So, Santa, I’m writing in advance so that you have time to complete the paperwork. If you could arrange a transfer, I’d be most grateful. I’ll have my purple flannel puppy dog pajamas and my original issue Partridge Family albums all packed and ready to go.
There’s just one thing. The Dachshund only likes the red bits out of the kibble and the ankles of UPS delivery men, but there’s none better for tracking errant rabbits or undelivered parcels full of Christmas cookies. The Labradors take turns helping to load the dishwasher and riding shotgun on the way to the dump. They need a sense of purpose to be happy; a job other than licking stray butter wrappers, unlike the tribe of children who can live happily with a refrigerator full of empty milk jugs, eating cereal with gardening implements when all the spoons are dirty.
So when you find my new family, would you find one for the puppies as well?

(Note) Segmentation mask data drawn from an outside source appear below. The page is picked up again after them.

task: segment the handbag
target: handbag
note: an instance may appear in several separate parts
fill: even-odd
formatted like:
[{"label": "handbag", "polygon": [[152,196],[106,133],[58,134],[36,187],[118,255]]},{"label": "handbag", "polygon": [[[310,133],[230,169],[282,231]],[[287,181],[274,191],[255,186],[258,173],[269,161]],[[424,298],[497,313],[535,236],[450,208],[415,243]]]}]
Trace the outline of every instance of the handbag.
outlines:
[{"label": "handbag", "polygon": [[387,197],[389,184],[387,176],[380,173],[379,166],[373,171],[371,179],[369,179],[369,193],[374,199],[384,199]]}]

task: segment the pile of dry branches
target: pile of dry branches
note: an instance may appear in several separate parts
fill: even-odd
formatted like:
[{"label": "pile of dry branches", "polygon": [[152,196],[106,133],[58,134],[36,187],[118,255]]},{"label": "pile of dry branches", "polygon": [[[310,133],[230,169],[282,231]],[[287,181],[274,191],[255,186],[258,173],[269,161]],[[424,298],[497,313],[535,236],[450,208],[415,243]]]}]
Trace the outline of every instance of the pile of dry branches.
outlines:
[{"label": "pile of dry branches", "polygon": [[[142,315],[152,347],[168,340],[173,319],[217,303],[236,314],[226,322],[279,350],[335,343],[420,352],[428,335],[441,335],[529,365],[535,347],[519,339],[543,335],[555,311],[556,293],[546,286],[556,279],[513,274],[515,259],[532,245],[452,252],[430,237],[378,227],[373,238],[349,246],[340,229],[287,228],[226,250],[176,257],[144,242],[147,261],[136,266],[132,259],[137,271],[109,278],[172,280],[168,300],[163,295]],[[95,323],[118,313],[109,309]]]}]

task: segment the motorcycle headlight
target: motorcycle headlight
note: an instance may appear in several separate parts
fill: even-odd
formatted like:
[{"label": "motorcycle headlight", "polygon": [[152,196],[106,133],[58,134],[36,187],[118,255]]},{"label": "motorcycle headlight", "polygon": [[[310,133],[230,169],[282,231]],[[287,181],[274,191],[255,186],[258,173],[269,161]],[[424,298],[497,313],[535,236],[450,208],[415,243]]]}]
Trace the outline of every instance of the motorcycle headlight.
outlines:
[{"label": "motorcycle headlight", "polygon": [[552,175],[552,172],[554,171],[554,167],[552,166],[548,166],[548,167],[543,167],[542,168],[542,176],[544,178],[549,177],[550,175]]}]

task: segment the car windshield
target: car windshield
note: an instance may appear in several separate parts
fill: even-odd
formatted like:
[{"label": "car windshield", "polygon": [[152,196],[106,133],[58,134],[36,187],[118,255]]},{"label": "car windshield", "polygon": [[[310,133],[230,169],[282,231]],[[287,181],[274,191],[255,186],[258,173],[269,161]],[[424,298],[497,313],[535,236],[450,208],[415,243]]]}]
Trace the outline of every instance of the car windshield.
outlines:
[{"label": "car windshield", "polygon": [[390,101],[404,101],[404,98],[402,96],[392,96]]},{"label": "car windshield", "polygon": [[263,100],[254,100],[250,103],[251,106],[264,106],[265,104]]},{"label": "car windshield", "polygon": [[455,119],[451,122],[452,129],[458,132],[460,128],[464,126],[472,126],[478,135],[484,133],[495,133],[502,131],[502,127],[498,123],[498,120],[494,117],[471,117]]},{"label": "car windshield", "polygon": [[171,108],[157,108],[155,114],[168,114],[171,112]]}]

You might consider a sled dog team instead of reindeer. Bo can jump over two recliners full of sleeping cats with the right encouragement, and while I’m not one to divulge personal secrets, a fast-moving tennis ball at nose height that just stirs the whiskers is a powerful force to resist. I’d keep the cookies hidden, though. He gets a little sluggish after a dozen or so shortbreads.
Thanks for listening, Santa. Sometimes a chance to express my frustrations is all I need for peace and contentment. Not this time though. This time I want action. Don’t even think about not granting my request, or next year your trip will be mighty short.
I’ve told the Dachshund that you’re really from UPS. Resistance is futile.